I've just come from seeing the new film with Annette Bening, "The Kids are All Right," and for anyone (like myself) who ever questioned Bening's talent as an actor, you should go to see this film just to find out how wrong you are. She was terrific!
The writing was crisp, and the concept fresh. The script could have lost ten pages, but the character development made up for and, apart from one or two vexing stereotypes like when the son is told "It would have been better if you were gay; you'd be more sensitive," it was quite credible, if predictable.
Remarkably, and importantly, the acceptance with which a familial relationship between two same sex characters by the theatre audience was in itself an accomplishment. Aside from the comment of a woman sitting a few seats down from me, "oh my god----moms!," people in the suburban theatre where the film was shown seemed nonplussed to find that the movie was about a lesbian couple, and that they had the same issues, and difficulties raising teenagers, as any other couple would.
Yes, of course, there are some who might complain about the inevitability of one of the women, Jenna, falling for a man, but to even make a movie as explicit as this one thirty, or ten years ago would have been impossiible.
And, then, of course, there's always the matter of whether one really cares about what happens to either of the women characters, and their relationship. The short answer is "no." One cares more about the kids which explains the title, and this movie affirms the conclusions of a recent study that says the progeny of lesbian couples turn out more "well-adjusted" than others. Whatever "well-adjusted" means. In the context of this film, one infers that it means going off to college, and indulging in sports. There is no attempt to challenge the facile way in which "normalcy" is viewed, and how families who divert from the traditional husband/wife model actually contribute something unique and different to the dialogue.
Frankly, as an afficionada of gay male porn, I, too, was a bit baffled to find a lesbian couple watching it as were the hyenas next to me who talked nonstop.
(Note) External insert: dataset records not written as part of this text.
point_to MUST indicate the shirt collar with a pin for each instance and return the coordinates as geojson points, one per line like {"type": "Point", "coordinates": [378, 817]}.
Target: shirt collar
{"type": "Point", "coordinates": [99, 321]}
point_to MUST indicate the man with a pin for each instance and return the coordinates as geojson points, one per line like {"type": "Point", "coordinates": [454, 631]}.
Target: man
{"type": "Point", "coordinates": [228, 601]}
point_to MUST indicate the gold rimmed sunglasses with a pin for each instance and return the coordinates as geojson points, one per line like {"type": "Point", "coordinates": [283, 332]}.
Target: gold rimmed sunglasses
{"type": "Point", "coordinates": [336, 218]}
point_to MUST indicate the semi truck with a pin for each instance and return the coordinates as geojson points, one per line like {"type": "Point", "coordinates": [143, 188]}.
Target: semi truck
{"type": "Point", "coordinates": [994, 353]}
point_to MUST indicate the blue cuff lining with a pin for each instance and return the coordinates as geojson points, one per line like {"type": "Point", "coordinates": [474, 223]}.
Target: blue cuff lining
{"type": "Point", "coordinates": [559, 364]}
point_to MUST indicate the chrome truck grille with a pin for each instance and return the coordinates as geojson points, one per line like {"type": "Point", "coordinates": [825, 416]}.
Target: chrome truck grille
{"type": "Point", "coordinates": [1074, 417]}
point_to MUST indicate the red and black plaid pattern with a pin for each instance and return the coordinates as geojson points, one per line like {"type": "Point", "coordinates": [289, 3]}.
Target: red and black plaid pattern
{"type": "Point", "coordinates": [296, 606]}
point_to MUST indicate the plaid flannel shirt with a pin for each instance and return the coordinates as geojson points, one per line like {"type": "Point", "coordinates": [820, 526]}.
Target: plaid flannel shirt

Indeed, human sexuality is complex, even though one sensed this film ultimately over-simplified it, but what do you want, this isn't Ingmar Bergman, it's Hollywood.
More importantly, one was engaged throughout, again despite the implausibility factor. One would think that having an affair of that magnitude with anyone, regardless of the gender, would transform a character in ways that make it impossible for her to go back to life as it was. Ibsen's "A Doll's House" it wasn't, but I highly recommend it for the acting, directing, and the script. The editing could have been better---it was a bit slow.